Thanks so much. It's version 1.5.6.5. I compiled it 3 months ago. For

By git standards, that version is ancient. You may want to try with a
more recent version of git (at the very least, multithreaded delta
compression has been enabled by default since then).

I just compiled the latest git. It got worse!!

$  git --version
git version 1.5.6.5
$ time git gc --aggressive
Counting objects: 2086, done.
Compressing objects: 100% (2054/2054), done.
Writing objects: 100% (2086/2086), done.
Total 2086 (delta 676), reused 0 (delta 0)

real    4m28.573s
user    3m38.650s
sys     0m5.156s
$  git --version
git version 1.7.1
$ time git gc --aggressive
Counting objects: 2086, done.
Compressing objects: 100% (2054/2054), done.
Writing objects: 100% (2086/2086), done.
Total 2086 (delta 676), reused 0 (delta 0)

real    6m16.406s
user    5m28.665s
sys     0m6.196s
$ du -hs .git
203M	.git



I packed the bare repo, then ran `gc --aggressive`.

Note that "gc --aggressive" will repack from scratch, throwing away the
previous pack.

Then I did a `git pull`, which took 35 minutes.

That sounds like a long time. What was taking so long? Was delta
compression pegging the CPU? Was it limited during the "Writing objects"
phase, which is going to be limited by either disk I/O or network speed?

The compressing objects phase. Yes, pegging the CPU and hogging memory.
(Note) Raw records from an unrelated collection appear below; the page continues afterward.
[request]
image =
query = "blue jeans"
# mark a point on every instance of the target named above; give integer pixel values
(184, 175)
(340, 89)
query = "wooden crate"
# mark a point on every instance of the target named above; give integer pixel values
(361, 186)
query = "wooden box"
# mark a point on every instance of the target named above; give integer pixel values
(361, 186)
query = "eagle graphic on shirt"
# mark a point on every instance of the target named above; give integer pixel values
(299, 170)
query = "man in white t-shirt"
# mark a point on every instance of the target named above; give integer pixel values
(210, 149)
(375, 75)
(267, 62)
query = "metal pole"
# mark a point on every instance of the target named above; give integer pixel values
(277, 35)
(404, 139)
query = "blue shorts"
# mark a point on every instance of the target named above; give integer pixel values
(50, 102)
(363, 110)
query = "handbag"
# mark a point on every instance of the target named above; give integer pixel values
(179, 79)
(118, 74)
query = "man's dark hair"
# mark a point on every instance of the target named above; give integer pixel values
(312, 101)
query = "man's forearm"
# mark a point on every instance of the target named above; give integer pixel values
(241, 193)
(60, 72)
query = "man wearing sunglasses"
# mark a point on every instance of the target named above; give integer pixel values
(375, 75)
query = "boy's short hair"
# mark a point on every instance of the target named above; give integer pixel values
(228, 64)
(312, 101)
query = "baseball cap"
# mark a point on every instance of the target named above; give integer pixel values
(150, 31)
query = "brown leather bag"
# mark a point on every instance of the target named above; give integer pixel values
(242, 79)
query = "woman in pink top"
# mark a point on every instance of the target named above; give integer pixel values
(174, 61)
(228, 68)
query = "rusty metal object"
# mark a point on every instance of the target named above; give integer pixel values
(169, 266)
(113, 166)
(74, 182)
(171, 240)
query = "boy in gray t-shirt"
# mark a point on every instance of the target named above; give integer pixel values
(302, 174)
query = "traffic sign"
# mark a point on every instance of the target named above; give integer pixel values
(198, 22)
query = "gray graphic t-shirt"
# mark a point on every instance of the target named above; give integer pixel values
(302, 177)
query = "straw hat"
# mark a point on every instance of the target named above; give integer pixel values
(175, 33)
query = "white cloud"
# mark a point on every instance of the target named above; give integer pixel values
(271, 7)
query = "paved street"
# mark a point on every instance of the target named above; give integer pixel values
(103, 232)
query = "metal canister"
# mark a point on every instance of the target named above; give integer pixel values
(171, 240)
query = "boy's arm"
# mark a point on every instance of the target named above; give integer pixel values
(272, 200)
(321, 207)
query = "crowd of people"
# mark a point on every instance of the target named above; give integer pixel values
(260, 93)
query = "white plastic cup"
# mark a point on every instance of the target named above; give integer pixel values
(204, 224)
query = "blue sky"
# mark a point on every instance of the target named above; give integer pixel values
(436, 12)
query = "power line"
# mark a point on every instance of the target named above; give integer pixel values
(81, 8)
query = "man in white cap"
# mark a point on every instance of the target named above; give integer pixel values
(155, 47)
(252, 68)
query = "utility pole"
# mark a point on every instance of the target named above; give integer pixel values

How big is your packed repo? Given the pattern you describe below, I am
beginning to wonder if it is simply the case that even though a single
checkout of your repo isn't that large, the complete history of your
project may simply be gigantic (e.g., because you are repeatedly writing
new apparently-random versions of each file, so your repository size
will grow quite quickly).

The packed .git dir is 203 MB. Yes, we make frequent changes to these files, and push/pull frequently as well. Just a normal development pattern, though. It's all manually done -- i.e., there's no automated bot doing excessive git operations.


Remember that a git clone transfers the full history (and a pull will
transfer all of the intermediate history). If you have rewritten those
files many times, you may be transferring many times your working
directory size in history.

You can simulate it all by generating a batch of 1-100 MB files from
/dev/urandom (since they won't compress), commit them, then do it
again many times to simulate edits. Every few iterates, push it
somewhere.

I tried this script to make a 100M working directory with a 400M .git
directory:

-- >8 --
#!/bin/sh

rm -rf big-repo
mkdir big-repo&&  cd big-repo&&  git init

mark() {
   echo "`date` $*"
}

randomize() {
   mark randomize start
   for i in `seq 1 100`; do
     openssl rand $((1024*1024))>$i.rand
   done
   mark randomize end
}

commit() {
   mark add start
   git add .
   mark add end
   mark commit start
   git commit -m "$1"
   mark commit end
}

randomize; commit base
randomize; commit one
randomize; commit two
randomize; commit three
-- 8<  --

Here are a few timings I noted:

   - it takes about 5 seconds to generate and write the random data

   - git add runs in about 13 seconds. It pegs the CPU hashing all of the
     data.

   - the first commit is nearly instantaneous, as the summary diff takes
     no work; subsequent commits spend about 9 seconds to create the
     summary diff.  Changing commit to "commit -q" drops that to back to
     near-instantaneous.

   - with no attributes set, "time git gc --aggressive" reports:

       real    1m31.983s
       user    2m29.621s
       sys     0m3.732s

     Note the real/user discrepancy. It's a dual-core machine, and recent
     git will multi-thread the delta phase, which is what dominates the
     time. This should correspond roughly to the delta-compression phase
     of your pull time, as that was just making a pack on the fly (but
     now that we are packed, pulls will be limited only by the time to
     transfer the objects themselves).

   - Turning off delta compression for the .rand files makes repacking
     much faster:

       $ echo '*.rand -delta'>.gitattributes
       $ time git gc --aggressive
       ...
       real    0m25.354s
       user    0m22.057s
       sys     0m1.316s

     The delta compression phase is very quick, and we spend most of our
     time writing out the packfile to disk.

So I stand by my earlier statements:

   1. Use "git commit -q" to avoid wasting time on the commit diff
      summary (we should perhaps have a commit.quiet config option for
      repos like this where you would almost always want to suppress it).

Thanks, I will try that,


   2. Make sure your upstream repo is packed so pullers do not have to
      generate a new packfile all the time.

Got that in cron now.


   3. Use -delta where appropriate to avoid useless delta compression.

Already in there (thanks to your previous advice).


If things are still slow after that, you'll need to be more specific
about your exact workload and exactly what is slow (I am still not sure
if delta compression or network bandwidth is the limiting factor for
your slow pulls).

It's definitely the pull/push in git. Not knowing my way around git internals at all, I don't know (nor do I really want to know, to be honest) which "sub-processes" of `git pull` or `git push` are the culprit. Yes, network bandwidth is always a factor, but I guess my expectation is that git shouldn't transfer too much more info than the amount of recent changes. For example, if we change 10 files for a total of 10MB, then my admittedly naive expectation is that git will send that 10MB of changes, plus some small constant amount of meta info... not the whole repo every time. No?